Louis, 34, mengungkapkan sejak awal para anggota band sudah melihat potensi besar dalam diri Harry.
“Saya selalu tahu Harry akan melakukan apa yang telah ia capai sekarang, saya yakin dia telah melampaui ekspektasinya sendiri dalam caranya menaklukkan dunia, tetapi kami tahu dia memiliki segalanya yang dibutuhkan untuk menjadi artis yang hebat,” ujar Tomlinson.
Selain Harry, Louis juga memiliki firasat kuat terhadap Niall Horan. Menurutnya, kepribadian Niall yang menyenangkan menjadi modal utama untuk menarik hati publik. "Niall saya punya firasat baik tentangnya juga, dia orang Irlandia, dia menyenangkan, semua orang mencintainya," tambahnya.
Ketakutan dan Rasa Pahit Pasca PerpisahanMeski bangga terhadap rekan-rekannya, Louis secara jujur mengakui adanya ketakutan besar saat ia harus melangkah sendirian. Ia merasa skeptis bisa sesukses anggota lainnya, mengingat sejarah industri musik yang jarang memihak pada semua mantan anggota grup vokal.

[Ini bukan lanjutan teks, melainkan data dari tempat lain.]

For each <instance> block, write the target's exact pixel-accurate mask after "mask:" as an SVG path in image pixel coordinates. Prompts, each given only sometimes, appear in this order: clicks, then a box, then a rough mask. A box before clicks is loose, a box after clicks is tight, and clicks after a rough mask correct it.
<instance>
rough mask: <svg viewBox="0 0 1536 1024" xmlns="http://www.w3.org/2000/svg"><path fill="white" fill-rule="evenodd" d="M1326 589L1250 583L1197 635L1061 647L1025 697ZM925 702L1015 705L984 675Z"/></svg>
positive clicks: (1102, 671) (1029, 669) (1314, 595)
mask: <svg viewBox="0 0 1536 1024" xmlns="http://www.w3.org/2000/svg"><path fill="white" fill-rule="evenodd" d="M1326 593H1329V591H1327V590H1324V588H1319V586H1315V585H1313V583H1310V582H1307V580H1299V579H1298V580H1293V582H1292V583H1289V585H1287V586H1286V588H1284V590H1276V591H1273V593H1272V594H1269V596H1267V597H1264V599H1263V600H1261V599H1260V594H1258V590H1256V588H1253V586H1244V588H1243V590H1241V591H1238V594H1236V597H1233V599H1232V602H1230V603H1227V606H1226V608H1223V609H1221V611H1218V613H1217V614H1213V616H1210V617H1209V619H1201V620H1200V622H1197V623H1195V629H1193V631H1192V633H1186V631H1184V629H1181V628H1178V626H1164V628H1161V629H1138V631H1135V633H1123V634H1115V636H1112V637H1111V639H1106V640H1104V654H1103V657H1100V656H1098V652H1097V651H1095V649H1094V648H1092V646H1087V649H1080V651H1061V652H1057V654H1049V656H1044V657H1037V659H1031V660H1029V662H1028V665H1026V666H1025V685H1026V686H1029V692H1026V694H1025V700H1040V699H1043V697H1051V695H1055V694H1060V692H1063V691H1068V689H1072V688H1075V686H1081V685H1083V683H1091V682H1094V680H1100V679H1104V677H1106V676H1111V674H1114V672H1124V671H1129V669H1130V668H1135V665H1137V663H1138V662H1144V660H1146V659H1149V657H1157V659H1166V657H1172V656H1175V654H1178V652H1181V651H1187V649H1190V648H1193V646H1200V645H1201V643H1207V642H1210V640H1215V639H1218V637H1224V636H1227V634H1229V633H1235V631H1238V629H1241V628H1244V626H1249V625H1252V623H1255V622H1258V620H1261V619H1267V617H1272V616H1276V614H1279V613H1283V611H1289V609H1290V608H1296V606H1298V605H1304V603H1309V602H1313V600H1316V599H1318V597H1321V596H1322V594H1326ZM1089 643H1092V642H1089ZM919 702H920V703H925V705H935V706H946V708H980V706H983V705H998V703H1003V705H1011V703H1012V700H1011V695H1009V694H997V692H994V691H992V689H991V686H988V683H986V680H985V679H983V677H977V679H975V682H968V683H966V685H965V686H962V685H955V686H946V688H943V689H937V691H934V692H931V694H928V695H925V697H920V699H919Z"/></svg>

"Sejarah mengatakan biasanya tidak lebih dari dua orang (yang sukses solo)," kata Tomlinson. “Sangat menakutkan bagi saya saat memikirkan itu. Saya tidak pernah berpikir, 'Saya akan berada di kelompok [alumni One Direction] yang berhasil itu'."
Kejujuran ini bukan pertama kalinya diutarakan Louis. Pada Februari 2023, ia sempat bercerita kepada The Times betapa terpukulnya dia saat One Direction memutuskan untuk berpisah.
"Ketika One Direction bubar, saya merasa sangat malu, saya benar-benar hancur," ungkapnya kala itu. "Saya merasa sedikit pahit, saya kira karena itu terasa seperti kehilangan lainnya bagi saya."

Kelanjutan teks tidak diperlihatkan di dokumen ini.